Poucos dias depois chegava à capital do reino a Rainha D. Maria II, acompanhada pelo Marquês de Loulé; e, ao saber-se em Angra este último sucesso, redobrou de entusiasmo o partido liberal, com grande mágoa paro o miguelista, que de todo não perdera a esperança da sua vitória.

Foi no dia 10 de outubro de 1833 que foram recebidas em Angra as notícias oficiais, rompendo logo as fortalezas de São João Baptista e de São Sebastião as salvas reais, ao mesmo tempo que na cidade eram correspondidas pelo estrondear dos foguetes. Durante três dias se conservou em festa a cidade de Angra, iluminando os seus edifícios durante as noites, até que, no dia 12, aniversário natalício de D. Pedro, foi cantado um solene Te Deum na Sé Catedral, ao qual assistiram todas as autoridades civis e militares e as principais pessoas da ilha Terceira.
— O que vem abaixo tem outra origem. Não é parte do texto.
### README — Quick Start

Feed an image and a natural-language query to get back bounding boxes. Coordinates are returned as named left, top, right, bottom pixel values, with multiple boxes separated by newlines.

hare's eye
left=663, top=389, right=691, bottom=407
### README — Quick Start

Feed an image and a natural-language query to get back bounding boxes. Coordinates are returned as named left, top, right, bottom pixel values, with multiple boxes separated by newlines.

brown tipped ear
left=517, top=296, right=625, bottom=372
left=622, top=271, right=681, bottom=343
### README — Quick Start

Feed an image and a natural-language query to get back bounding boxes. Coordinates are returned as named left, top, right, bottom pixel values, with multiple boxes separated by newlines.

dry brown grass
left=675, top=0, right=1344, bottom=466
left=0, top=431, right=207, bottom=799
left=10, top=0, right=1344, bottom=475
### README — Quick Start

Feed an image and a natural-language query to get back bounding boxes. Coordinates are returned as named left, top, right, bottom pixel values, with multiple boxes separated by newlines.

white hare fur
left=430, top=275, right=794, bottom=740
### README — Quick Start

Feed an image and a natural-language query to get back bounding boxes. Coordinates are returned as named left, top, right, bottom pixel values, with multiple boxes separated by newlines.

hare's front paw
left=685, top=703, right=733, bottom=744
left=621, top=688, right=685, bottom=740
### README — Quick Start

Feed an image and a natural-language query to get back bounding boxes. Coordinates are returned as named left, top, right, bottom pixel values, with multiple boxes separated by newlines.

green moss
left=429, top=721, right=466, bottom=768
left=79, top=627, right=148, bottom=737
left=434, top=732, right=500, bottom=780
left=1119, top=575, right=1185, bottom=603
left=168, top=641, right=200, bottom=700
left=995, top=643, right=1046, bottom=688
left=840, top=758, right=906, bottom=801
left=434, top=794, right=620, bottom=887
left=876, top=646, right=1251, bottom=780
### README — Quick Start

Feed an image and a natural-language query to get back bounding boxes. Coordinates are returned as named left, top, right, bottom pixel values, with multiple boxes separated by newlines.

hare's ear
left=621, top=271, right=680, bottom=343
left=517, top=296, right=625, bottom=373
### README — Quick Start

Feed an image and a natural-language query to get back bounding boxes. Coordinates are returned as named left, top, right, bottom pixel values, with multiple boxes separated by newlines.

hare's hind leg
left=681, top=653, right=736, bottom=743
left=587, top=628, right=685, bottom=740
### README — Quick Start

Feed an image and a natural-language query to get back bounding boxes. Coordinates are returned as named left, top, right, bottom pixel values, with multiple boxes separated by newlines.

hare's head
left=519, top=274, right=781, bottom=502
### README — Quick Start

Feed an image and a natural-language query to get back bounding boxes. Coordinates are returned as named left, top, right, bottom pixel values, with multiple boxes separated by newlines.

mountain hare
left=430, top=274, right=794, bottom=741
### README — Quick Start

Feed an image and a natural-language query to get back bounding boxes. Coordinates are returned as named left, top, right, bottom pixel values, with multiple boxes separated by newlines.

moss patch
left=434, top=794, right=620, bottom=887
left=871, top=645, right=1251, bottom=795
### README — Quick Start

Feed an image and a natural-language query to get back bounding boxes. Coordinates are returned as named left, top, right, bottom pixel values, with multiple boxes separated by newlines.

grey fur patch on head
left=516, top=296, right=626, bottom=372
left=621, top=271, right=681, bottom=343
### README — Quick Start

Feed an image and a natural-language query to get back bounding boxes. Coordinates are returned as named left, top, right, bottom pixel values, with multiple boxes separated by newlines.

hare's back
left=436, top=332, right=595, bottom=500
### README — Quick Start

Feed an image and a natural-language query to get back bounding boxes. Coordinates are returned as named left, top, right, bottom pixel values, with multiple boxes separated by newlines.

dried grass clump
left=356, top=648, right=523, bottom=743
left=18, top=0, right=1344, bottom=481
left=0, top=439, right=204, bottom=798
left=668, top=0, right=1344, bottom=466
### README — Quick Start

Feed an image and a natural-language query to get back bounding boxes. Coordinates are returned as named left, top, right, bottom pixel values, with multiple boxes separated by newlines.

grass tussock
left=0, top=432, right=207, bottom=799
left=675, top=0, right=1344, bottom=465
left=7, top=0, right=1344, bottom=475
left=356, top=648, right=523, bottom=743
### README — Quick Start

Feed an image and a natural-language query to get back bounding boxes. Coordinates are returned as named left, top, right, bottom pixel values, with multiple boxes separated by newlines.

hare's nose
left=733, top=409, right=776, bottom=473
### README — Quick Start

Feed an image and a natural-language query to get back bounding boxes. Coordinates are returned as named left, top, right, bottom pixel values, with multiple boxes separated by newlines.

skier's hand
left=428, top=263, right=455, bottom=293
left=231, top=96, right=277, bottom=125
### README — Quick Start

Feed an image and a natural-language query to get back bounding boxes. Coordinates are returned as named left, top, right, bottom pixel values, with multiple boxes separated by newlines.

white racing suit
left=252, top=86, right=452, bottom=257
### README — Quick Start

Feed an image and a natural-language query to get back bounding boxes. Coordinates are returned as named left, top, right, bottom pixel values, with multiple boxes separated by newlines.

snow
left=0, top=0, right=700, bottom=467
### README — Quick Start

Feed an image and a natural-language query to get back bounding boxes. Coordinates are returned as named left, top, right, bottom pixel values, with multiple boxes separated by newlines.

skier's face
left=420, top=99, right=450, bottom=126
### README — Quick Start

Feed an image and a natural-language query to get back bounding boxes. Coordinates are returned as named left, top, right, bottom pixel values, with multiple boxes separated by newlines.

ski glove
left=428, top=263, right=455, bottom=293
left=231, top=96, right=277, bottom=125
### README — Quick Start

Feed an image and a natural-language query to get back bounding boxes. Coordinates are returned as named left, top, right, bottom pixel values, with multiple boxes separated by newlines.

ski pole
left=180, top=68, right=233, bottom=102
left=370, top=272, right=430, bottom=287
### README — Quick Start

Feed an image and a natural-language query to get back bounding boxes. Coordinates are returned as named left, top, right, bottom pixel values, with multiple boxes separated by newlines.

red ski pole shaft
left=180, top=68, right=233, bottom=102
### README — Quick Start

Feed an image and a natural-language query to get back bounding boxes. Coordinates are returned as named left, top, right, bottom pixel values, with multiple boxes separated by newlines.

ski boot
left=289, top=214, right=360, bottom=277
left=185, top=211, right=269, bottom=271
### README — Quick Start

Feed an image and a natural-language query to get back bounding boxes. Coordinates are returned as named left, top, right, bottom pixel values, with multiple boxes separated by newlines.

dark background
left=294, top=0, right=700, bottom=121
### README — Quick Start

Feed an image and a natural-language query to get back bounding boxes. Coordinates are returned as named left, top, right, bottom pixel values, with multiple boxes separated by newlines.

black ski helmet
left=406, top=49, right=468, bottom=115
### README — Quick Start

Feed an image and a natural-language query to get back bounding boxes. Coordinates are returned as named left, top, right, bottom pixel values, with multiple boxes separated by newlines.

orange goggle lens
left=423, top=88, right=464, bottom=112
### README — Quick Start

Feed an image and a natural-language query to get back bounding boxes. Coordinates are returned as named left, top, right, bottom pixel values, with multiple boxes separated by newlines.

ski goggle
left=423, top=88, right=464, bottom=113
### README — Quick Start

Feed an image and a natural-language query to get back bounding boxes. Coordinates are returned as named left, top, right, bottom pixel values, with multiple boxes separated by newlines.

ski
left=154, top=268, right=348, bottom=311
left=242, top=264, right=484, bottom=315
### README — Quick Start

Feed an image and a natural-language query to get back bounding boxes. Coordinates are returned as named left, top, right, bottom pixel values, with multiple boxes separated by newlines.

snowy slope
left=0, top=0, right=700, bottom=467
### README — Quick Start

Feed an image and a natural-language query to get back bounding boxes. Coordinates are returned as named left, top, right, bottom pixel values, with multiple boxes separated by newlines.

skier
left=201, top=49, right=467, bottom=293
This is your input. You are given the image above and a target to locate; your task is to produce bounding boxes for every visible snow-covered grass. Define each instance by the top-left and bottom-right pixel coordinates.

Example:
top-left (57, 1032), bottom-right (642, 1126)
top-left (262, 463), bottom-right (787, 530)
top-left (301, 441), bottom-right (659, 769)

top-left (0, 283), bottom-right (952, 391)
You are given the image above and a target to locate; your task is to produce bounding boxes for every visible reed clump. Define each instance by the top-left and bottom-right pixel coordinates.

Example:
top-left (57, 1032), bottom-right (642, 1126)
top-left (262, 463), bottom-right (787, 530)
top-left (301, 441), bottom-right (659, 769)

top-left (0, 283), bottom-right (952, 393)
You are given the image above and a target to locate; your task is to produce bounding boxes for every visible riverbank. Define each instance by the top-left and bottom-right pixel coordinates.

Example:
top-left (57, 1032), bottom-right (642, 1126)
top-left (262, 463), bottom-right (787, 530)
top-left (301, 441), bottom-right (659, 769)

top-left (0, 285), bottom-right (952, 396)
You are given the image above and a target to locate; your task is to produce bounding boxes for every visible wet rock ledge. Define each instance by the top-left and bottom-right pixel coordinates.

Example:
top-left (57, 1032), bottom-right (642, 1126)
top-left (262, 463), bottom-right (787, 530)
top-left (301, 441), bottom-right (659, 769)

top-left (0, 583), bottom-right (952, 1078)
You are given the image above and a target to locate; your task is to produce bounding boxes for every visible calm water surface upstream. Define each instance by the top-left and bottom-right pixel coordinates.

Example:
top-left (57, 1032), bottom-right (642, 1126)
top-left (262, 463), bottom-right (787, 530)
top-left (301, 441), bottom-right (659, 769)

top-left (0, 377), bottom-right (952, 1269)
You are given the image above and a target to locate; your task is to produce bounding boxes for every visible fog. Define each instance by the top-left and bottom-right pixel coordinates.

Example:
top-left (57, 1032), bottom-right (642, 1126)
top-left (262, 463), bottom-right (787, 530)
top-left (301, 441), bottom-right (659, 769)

A esta festa religiosa seguiu-se uma parada da Legião de Voluntários Nacionais e artilharia de linha, que deram as salvas do estilo, depois das quais o Prefeito levantou os vivas a Sua Majestade Fidelíssima a Rainha D. Maria II, a Sua Majestade Imperial o Duque de Bragança, e à Carta Constitucional, que foram correspondidos entusiasticamente por todos os indivíduos presentes.

Finda a parada, dirigiram-se todas as autoridades ao Hospital de Santo Espírito, para assistirem à bênção de uma nova enfermaria, que tomou o nome de Enfermaria de São Pedro, para comemorar o aniversário natalício do Duque de Bragança, do mesmo modo que, no dia 4 de abril do mesmo ano, se tinha efetuado cerimónia análoga com outra enfermaria, que tomou o nome de Santa Maria, por ser o aniversário natalício de D. Maria II.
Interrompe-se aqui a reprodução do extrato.